Flashes of unstyled content: C++ String Performance Benchmark

In the context of the wonderful Shed Skin Python compiler, we are looking for a good string library.

There are lots of benchmarks available for abstract data types, languages, compilers... But not for strings. At least, I was unable to find one, even for simple byte-strings, which are widely used and still a common pitfall in many applications.

So I benchmarked a few string libraries written in C/C++, namely:

std::string from the GNU C++ Standard Library (with and without garbage collection).
Better String Library, by Paul Hsieh.
Cord, by Hans Boehm.
boost::const_string, by Maxim Yegorushkin.
QString, from Qt 4.6.2.
Python Strings (with an evil interpreter hack™).
Rope (GNU C++ Standard Library extension).
A null string class (to estimate benchmark overhead and subtract it from other tests).
Perl scalars were added for reference. JavaScript V8, STLport and others have also been tried but seemed not well adapted to this benchmark, either too close or too far performance-wise.

I focused on the most common string operations:

Creation.
Naive concatenation.
Equality testing.
Slicing.

The dataset consists of 100,000 short, real-life, Python strings borrowed from the Python 2.7 test suite. They range from 0 to 16kB, accounting for a total of ~1MB (median size: 8 bytes). See how they were obtained.

I used a modified version of GNU time (accurate to the microsecond) to gather the results. 50 iterations were run on each benchmark. The best from 10 runs was taken, with high-priority FIFO scheduling (thanks Maxim). See the rationale for taking the best time.

Creation

Construct each input string (from a const char*) and get its size().

Details

Concatenation

Append each input string (with +=). Libraries have a chance to optimize for const char*.

Details

Equality testing

Compare each input string with the previous one (with ==). Does one assignment to switch strings. 14.5% of strings match.

Details

Slicing

Extract substrings at pseudo-random indexes (computed after the two previous string lengths). This is a super-set of indexing and possibly iteration.

Details

Results were obtained on an Intel Core 2 Quad CPU Q9550 (2.83GHz, 12M cache, 1333MHz FSB) with 8GB of RAM running Linux 2.6.32-33-generic.

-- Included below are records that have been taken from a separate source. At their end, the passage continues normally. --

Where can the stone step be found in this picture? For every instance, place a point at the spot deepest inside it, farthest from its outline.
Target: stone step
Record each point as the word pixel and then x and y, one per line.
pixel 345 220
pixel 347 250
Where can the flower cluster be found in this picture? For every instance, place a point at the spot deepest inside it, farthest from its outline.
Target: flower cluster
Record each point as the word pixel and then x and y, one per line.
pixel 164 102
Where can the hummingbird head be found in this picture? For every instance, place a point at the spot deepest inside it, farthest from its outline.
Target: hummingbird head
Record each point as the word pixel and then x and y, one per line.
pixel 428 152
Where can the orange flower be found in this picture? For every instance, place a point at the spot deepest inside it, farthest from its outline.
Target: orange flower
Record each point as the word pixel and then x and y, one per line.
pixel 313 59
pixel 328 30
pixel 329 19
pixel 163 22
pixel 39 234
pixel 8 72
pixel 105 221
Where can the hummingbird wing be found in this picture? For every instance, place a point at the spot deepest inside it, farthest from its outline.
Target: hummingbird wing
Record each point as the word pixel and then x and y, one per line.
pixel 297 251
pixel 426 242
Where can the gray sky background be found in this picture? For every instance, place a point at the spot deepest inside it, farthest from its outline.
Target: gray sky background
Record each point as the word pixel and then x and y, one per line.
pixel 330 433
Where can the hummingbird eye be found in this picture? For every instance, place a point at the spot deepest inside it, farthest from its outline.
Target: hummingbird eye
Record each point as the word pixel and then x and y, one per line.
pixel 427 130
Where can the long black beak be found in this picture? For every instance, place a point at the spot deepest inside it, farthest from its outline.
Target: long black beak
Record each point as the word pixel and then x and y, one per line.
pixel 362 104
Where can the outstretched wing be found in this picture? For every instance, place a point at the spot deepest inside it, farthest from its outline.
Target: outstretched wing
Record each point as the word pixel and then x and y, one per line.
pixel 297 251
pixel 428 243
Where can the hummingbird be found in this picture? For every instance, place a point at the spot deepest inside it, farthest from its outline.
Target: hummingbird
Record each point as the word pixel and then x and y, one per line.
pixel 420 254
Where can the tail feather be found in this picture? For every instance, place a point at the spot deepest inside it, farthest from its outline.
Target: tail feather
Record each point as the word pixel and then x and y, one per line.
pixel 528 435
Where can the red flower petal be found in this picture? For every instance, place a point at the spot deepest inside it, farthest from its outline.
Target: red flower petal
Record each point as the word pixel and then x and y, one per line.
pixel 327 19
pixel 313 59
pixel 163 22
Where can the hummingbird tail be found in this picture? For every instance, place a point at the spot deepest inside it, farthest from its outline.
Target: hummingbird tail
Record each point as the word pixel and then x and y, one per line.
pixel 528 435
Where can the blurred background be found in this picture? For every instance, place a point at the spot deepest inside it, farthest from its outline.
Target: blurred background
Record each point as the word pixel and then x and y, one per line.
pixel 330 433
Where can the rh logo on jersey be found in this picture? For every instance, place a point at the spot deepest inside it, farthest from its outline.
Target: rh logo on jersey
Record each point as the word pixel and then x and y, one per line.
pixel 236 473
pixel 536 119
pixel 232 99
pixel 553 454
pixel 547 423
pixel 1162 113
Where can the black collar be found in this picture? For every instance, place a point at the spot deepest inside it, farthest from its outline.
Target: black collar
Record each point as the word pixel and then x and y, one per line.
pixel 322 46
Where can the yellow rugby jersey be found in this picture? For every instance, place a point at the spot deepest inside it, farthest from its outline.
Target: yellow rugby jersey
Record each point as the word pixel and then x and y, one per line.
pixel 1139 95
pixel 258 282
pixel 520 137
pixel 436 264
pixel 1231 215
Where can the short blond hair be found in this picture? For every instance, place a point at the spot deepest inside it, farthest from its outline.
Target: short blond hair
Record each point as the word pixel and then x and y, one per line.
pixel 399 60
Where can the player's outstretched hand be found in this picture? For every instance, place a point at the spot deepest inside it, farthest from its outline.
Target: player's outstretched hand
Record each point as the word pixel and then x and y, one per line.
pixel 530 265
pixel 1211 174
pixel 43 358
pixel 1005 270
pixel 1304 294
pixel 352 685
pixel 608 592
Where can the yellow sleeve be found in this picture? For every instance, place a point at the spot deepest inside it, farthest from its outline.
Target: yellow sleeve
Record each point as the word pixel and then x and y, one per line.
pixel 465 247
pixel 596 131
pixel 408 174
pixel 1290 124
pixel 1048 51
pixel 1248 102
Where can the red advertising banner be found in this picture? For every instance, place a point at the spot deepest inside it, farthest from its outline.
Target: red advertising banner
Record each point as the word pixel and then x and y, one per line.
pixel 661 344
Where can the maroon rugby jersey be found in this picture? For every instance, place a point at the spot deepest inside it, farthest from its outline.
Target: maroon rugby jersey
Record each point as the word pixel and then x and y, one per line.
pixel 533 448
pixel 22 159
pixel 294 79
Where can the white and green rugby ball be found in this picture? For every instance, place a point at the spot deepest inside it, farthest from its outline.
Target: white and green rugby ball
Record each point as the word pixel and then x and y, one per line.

Programs were compiled with g++ 4.4.3 -03 -march=native -DNDEBUG.

The code is available at github. Benchmarks and libraries are easy to add and tune (conventional C++ interfaces require almost no work).

It's too early to draw conclusions from these results so far. You have to try for yourself. A few things to note though:

boost::const_string has quadratic concatenation so it was removed from the test (it implements expression templates to get around this).
Python String concatenation is quadratic too, but an optimization performed by the interpreter was emulated.
Concatenation is more of a "string grow" or "append" than a genuine concatenation: operand sizes are not evenly distributed (left-hand side tends to be large). The benchmark also lets a chance to authors to optimize for concatenation of const char* (which is very common in practice).
Note that QStrings attempt UTF-8 conversion on input.
Slicing of QStrings is not optimized with midRef (so they actually have pretty good performance).
Note that bstring is a bit impaired by it's C++ wrapper.
Don't be tempted to take this as a Python/Perl comparison, since the Perl examples embed an interpreter (for memory management) whereas Python does not. Perl scalars also have a larger scope than Python byte-strings.
The results are overall pretty reproducible, except maybe for the Cord library which shows some noticeable variance (a few tens of milliseconds).
For a feature comparison of string libraries, you can see Paul Hsieh's comparison table.

Patches, critics and new libraries are welcome.